Search code examples
pythonlistdictionarymapreducemax

Finding the max _length of word using MapReduce


I need to find all the longest word/words from a txt file using MapReduce. I have written the following code for the mapper and reducer, but it shows the entire dictionary of len(words) as Key and the words as Values. I need help in writing the code to show the result of the max length only and the respective words.
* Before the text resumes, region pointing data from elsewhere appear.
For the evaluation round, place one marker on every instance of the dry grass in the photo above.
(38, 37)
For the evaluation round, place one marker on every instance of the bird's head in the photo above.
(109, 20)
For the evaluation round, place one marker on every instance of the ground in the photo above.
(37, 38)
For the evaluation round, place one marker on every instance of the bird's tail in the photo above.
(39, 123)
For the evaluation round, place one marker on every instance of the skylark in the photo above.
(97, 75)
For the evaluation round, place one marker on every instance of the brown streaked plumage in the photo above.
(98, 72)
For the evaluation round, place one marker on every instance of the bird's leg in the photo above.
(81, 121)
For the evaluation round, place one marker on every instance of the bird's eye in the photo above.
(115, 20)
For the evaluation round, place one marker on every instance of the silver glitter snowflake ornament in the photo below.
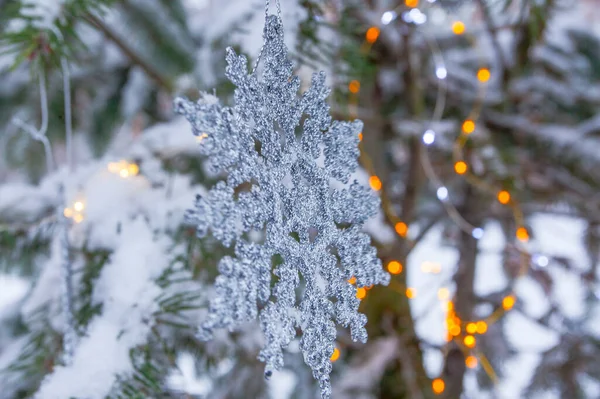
(280, 151)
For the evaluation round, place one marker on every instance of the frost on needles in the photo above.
(277, 183)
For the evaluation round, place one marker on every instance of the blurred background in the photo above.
(481, 136)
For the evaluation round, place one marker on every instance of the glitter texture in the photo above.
(271, 145)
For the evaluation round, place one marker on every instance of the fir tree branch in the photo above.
(136, 59)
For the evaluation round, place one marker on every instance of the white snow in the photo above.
(46, 12)
(127, 290)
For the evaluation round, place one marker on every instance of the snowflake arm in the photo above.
(275, 185)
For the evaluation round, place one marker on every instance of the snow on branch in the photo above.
(127, 290)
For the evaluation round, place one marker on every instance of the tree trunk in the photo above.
(455, 368)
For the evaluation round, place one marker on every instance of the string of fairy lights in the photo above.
(462, 332)
(123, 169)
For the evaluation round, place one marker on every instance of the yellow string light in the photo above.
(468, 126)
(522, 234)
(508, 302)
(503, 197)
(124, 168)
(361, 293)
(458, 28)
(372, 34)
(375, 183)
(395, 267)
(471, 362)
(460, 167)
(335, 355)
(401, 228)
(438, 385)
(483, 75)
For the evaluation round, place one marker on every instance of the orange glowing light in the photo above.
(372, 34)
(522, 234)
(471, 362)
(395, 267)
(460, 167)
(503, 197)
(471, 328)
(354, 86)
(458, 28)
(469, 341)
(375, 183)
(335, 355)
(133, 169)
(508, 302)
(483, 75)
(438, 386)
(361, 293)
(481, 327)
(401, 229)
(468, 126)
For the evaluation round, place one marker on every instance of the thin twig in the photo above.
(136, 59)
(68, 120)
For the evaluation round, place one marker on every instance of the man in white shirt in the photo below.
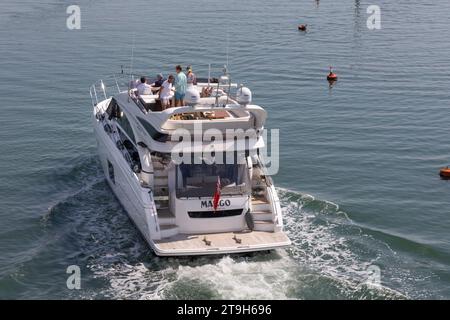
(143, 87)
(166, 92)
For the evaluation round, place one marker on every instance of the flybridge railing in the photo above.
(104, 88)
(117, 83)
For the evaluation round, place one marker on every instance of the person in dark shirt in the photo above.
(158, 83)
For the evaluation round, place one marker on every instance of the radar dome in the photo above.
(192, 96)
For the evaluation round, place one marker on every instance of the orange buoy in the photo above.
(332, 76)
(445, 172)
(302, 27)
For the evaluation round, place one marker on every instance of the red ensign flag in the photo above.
(216, 194)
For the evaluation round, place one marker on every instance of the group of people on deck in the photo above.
(172, 88)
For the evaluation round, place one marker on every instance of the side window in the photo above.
(125, 124)
(111, 172)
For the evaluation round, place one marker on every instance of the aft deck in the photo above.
(221, 243)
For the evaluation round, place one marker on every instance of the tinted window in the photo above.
(155, 134)
(125, 125)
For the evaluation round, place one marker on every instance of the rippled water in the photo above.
(359, 161)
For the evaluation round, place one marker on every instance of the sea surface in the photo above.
(359, 161)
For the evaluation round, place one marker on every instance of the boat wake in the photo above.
(329, 259)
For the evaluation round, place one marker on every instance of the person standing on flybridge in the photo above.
(180, 87)
(216, 197)
(165, 93)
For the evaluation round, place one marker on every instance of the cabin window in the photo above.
(155, 134)
(199, 180)
(126, 126)
(111, 172)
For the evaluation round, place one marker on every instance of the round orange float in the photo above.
(445, 172)
(332, 76)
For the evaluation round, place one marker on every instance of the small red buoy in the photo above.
(302, 27)
(445, 172)
(332, 76)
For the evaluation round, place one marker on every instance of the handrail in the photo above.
(122, 80)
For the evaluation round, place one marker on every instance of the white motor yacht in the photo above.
(191, 178)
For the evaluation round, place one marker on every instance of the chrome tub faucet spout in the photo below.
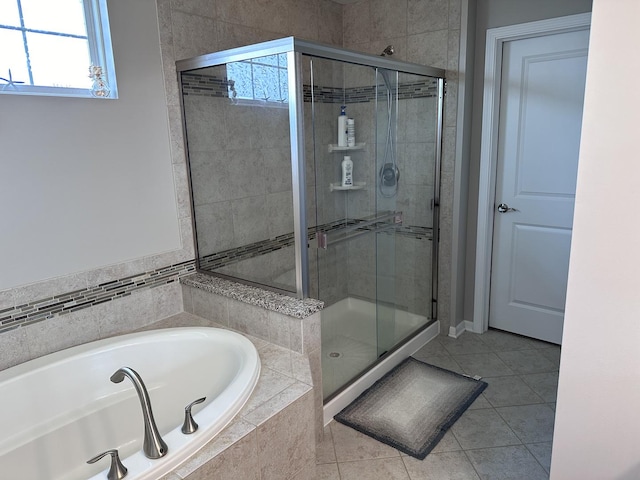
(153, 445)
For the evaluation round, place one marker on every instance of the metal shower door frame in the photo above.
(294, 49)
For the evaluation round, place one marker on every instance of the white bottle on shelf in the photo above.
(351, 132)
(347, 172)
(342, 127)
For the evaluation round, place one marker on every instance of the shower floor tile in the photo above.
(519, 410)
(343, 358)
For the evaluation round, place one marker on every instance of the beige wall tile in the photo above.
(428, 16)
(388, 18)
(15, 348)
(193, 35)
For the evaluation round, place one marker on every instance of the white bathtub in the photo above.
(60, 410)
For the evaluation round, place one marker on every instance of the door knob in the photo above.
(504, 208)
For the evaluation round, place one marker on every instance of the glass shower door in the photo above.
(387, 182)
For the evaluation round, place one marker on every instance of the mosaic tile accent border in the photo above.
(51, 307)
(47, 308)
(212, 86)
(264, 247)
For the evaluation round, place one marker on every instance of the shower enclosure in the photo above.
(269, 207)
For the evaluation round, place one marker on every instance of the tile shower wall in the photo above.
(187, 28)
(421, 31)
(428, 33)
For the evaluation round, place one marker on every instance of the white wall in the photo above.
(597, 433)
(86, 183)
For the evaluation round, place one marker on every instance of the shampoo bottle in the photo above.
(351, 132)
(342, 127)
(347, 172)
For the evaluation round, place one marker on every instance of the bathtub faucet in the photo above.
(153, 445)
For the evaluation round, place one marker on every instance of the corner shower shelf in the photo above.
(335, 148)
(338, 186)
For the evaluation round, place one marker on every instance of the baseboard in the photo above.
(458, 330)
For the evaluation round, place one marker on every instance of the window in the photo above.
(56, 47)
(261, 79)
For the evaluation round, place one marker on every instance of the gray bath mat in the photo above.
(412, 406)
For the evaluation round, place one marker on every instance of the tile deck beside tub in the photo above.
(278, 319)
(276, 302)
(273, 435)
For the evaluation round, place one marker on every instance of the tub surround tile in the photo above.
(295, 448)
(274, 405)
(80, 297)
(325, 452)
(270, 384)
(310, 472)
(301, 368)
(276, 302)
(235, 431)
(246, 319)
(61, 332)
(277, 358)
(239, 460)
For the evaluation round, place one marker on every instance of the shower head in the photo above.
(388, 51)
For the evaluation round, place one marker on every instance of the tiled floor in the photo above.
(505, 434)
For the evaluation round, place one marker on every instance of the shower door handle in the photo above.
(504, 208)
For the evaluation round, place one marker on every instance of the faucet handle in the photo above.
(189, 426)
(117, 471)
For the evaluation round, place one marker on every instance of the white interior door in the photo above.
(540, 118)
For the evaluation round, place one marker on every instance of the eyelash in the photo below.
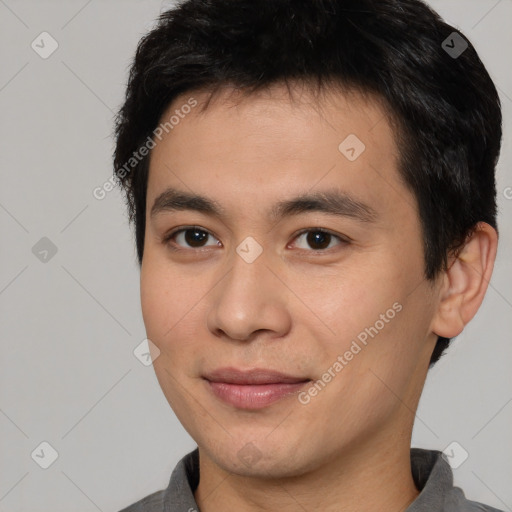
(167, 239)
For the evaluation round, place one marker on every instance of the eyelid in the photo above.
(166, 239)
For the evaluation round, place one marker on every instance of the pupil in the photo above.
(197, 236)
(318, 237)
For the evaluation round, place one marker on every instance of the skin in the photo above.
(294, 309)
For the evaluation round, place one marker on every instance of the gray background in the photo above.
(68, 375)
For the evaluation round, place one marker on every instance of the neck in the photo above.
(368, 477)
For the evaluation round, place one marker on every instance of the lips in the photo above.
(252, 389)
(255, 376)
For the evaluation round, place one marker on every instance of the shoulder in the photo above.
(151, 503)
(456, 501)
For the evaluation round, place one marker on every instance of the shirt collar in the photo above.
(432, 476)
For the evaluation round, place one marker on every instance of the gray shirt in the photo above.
(432, 475)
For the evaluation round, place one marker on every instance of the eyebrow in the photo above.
(328, 201)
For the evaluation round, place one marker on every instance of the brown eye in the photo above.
(192, 237)
(319, 239)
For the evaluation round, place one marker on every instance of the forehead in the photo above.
(271, 143)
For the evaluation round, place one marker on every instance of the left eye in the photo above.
(319, 239)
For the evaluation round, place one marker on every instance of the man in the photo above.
(312, 189)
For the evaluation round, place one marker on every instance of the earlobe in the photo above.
(465, 282)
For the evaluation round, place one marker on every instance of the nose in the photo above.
(250, 299)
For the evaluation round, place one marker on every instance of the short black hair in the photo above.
(445, 107)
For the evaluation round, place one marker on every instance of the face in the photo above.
(328, 292)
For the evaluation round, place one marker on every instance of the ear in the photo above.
(465, 282)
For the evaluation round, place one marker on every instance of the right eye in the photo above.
(192, 235)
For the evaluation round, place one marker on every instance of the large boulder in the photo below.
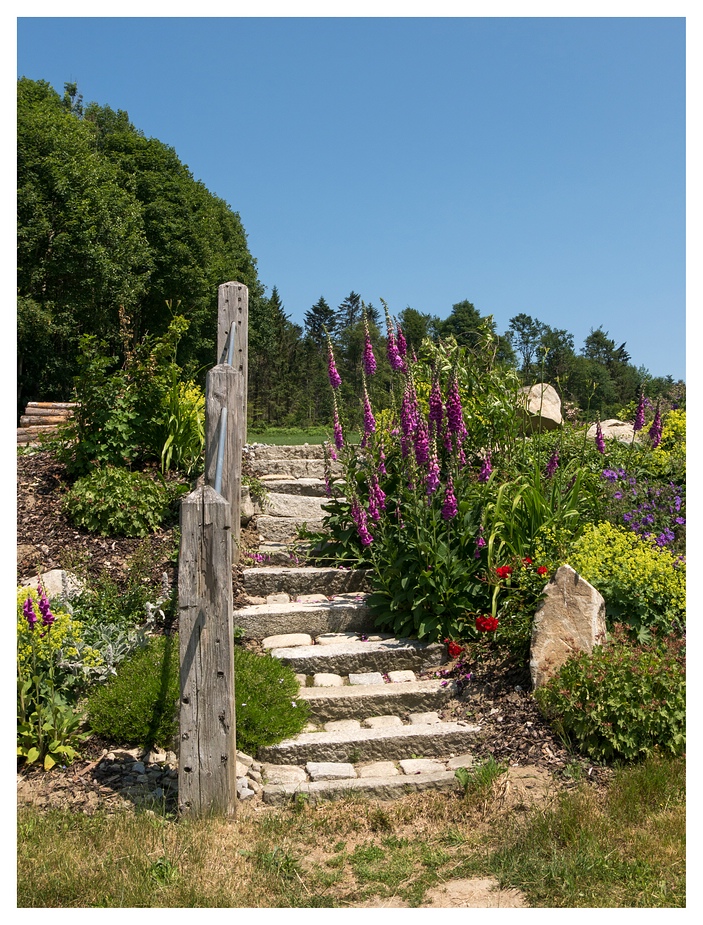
(615, 430)
(570, 620)
(540, 406)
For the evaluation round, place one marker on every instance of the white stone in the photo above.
(284, 774)
(327, 680)
(286, 640)
(540, 402)
(378, 769)
(329, 770)
(342, 725)
(382, 722)
(424, 719)
(368, 677)
(398, 677)
(570, 620)
(420, 765)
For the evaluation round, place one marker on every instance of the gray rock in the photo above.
(570, 620)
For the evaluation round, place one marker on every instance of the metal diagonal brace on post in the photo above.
(221, 443)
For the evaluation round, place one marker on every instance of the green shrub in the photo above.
(140, 705)
(623, 701)
(643, 585)
(116, 502)
(266, 694)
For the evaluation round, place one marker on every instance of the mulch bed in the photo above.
(497, 697)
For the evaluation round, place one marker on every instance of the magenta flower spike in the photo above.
(422, 444)
(600, 441)
(369, 420)
(402, 344)
(369, 358)
(338, 435)
(436, 408)
(29, 612)
(639, 416)
(655, 431)
(334, 377)
(433, 482)
(486, 469)
(449, 507)
(552, 464)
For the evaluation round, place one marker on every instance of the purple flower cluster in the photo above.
(600, 441)
(449, 507)
(654, 510)
(552, 464)
(334, 377)
(359, 517)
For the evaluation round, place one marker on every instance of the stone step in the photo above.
(371, 788)
(296, 507)
(268, 451)
(358, 656)
(295, 468)
(342, 613)
(284, 529)
(307, 487)
(260, 581)
(366, 700)
(387, 743)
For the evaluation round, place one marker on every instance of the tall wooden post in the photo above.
(207, 780)
(222, 392)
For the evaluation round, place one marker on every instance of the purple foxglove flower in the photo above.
(401, 342)
(600, 442)
(449, 507)
(360, 519)
(455, 420)
(29, 612)
(422, 444)
(436, 408)
(433, 482)
(369, 420)
(45, 609)
(338, 435)
(334, 377)
(655, 431)
(552, 464)
(486, 469)
(639, 416)
(369, 358)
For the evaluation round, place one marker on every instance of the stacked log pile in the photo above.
(42, 417)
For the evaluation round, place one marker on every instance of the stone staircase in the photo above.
(375, 722)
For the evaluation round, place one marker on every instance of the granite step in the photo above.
(388, 742)
(358, 656)
(345, 612)
(260, 581)
(367, 700)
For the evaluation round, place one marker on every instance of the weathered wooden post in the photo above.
(210, 529)
(207, 761)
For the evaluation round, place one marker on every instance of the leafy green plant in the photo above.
(114, 501)
(139, 705)
(623, 701)
(48, 723)
(643, 584)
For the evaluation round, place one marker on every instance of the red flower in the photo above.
(486, 624)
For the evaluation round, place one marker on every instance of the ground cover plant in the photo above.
(620, 846)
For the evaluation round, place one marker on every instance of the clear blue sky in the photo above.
(529, 165)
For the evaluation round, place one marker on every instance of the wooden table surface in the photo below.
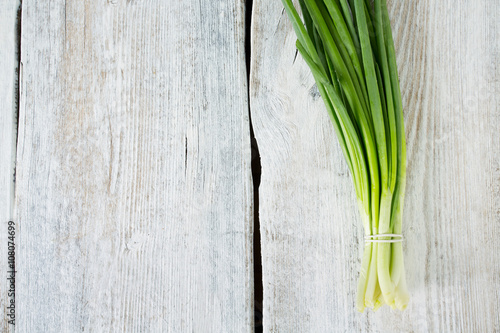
(126, 158)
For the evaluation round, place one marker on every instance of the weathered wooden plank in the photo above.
(134, 195)
(8, 118)
(447, 53)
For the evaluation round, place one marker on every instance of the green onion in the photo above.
(348, 46)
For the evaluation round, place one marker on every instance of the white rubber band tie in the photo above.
(395, 238)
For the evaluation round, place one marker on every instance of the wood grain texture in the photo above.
(448, 56)
(8, 119)
(134, 194)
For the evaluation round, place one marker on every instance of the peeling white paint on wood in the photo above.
(448, 55)
(134, 194)
(8, 80)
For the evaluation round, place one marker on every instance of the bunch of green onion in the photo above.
(349, 48)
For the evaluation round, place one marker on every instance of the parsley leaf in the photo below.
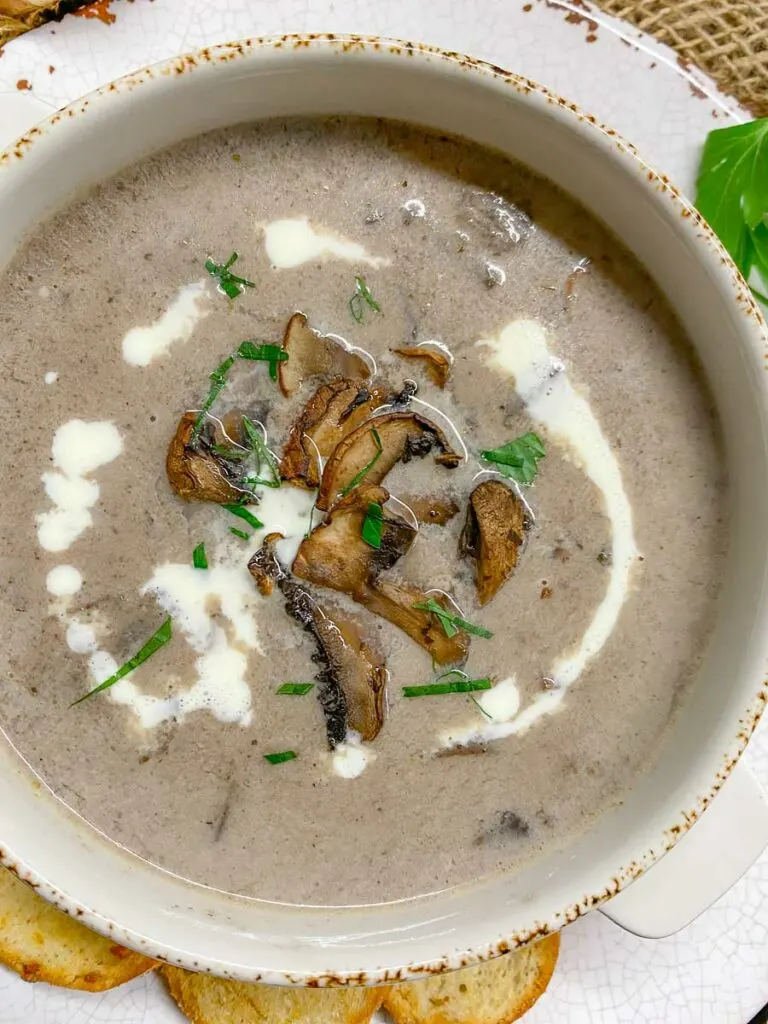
(156, 641)
(363, 296)
(373, 525)
(732, 193)
(242, 512)
(263, 457)
(218, 383)
(229, 283)
(267, 353)
(451, 623)
(518, 458)
(366, 469)
(294, 689)
(279, 759)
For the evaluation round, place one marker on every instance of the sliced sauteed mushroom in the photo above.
(334, 411)
(371, 451)
(435, 363)
(197, 473)
(493, 535)
(351, 679)
(394, 601)
(311, 353)
(335, 555)
(430, 509)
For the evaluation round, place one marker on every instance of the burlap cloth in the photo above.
(727, 39)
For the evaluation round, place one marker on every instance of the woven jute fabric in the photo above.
(727, 39)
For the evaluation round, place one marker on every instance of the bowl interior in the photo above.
(202, 928)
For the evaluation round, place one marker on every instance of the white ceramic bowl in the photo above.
(165, 915)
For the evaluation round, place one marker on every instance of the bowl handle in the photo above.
(706, 862)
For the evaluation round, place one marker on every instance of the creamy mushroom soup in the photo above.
(364, 511)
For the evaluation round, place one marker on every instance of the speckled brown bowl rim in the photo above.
(653, 180)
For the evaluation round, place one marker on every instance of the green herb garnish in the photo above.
(373, 525)
(295, 689)
(265, 353)
(276, 759)
(366, 469)
(244, 513)
(231, 455)
(451, 623)
(732, 194)
(264, 457)
(460, 683)
(363, 296)
(156, 641)
(518, 458)
(229, 283)
(218, 382)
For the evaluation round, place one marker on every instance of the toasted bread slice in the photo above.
(41, 943)
(498, 991)
(205, 999)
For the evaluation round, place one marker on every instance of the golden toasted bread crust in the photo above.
(41, 943)
(205, 999)
(498, 991)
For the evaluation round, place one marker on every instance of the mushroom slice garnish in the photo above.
(493, 535)
(197, 473)
(334, 411)
(394, 601)
(435, 363)
(379, 443)
(430, 509)
(311, 354)
(335, 555)
(352, 679)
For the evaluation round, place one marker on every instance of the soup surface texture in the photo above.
(564, 585)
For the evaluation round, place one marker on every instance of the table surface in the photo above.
(715, 971)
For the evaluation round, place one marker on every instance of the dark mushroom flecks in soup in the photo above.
(371, 486)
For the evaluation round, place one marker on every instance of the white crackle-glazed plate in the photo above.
(705, 974)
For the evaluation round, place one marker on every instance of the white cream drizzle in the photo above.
(215, 610)
(291, 242)
(64, 581)
(521, 352)
(351, 758)
(79, 449)
(142, 344)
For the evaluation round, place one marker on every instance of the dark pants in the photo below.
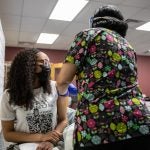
(129, 144)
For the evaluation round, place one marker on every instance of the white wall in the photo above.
(2, 59)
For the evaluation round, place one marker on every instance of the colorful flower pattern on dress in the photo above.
(110, 106)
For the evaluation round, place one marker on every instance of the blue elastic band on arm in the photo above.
(65, 94)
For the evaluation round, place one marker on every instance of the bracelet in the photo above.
(65, 94)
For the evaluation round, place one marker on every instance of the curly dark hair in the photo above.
(21, 78)
(111, 18)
Following is my code :

"""mapper.py"""
import sys
> for line in sys.stdin:
>   for word in line.strip().split():
>      print ('%s\t%s' % (len(word), word))



"""reducer.py"""

> import sys results={} for line in sys.stdin:
>     index, value = line.strip().split('\t')
>     if index not in results :
>         results[index] = value
>     else :
>         results[index] += ' '
>         results[index] += value

***** I m just stuck on this part to continue the coding to get the max(key) with corresponding words

Input file : How Peace Begins ? Peace begins with saying sorry, Peace begins with not hurting others, Peace begins with honesty ,trust and dedications, Peace begins with showing cooperation and respect. World Peace Begins with Me !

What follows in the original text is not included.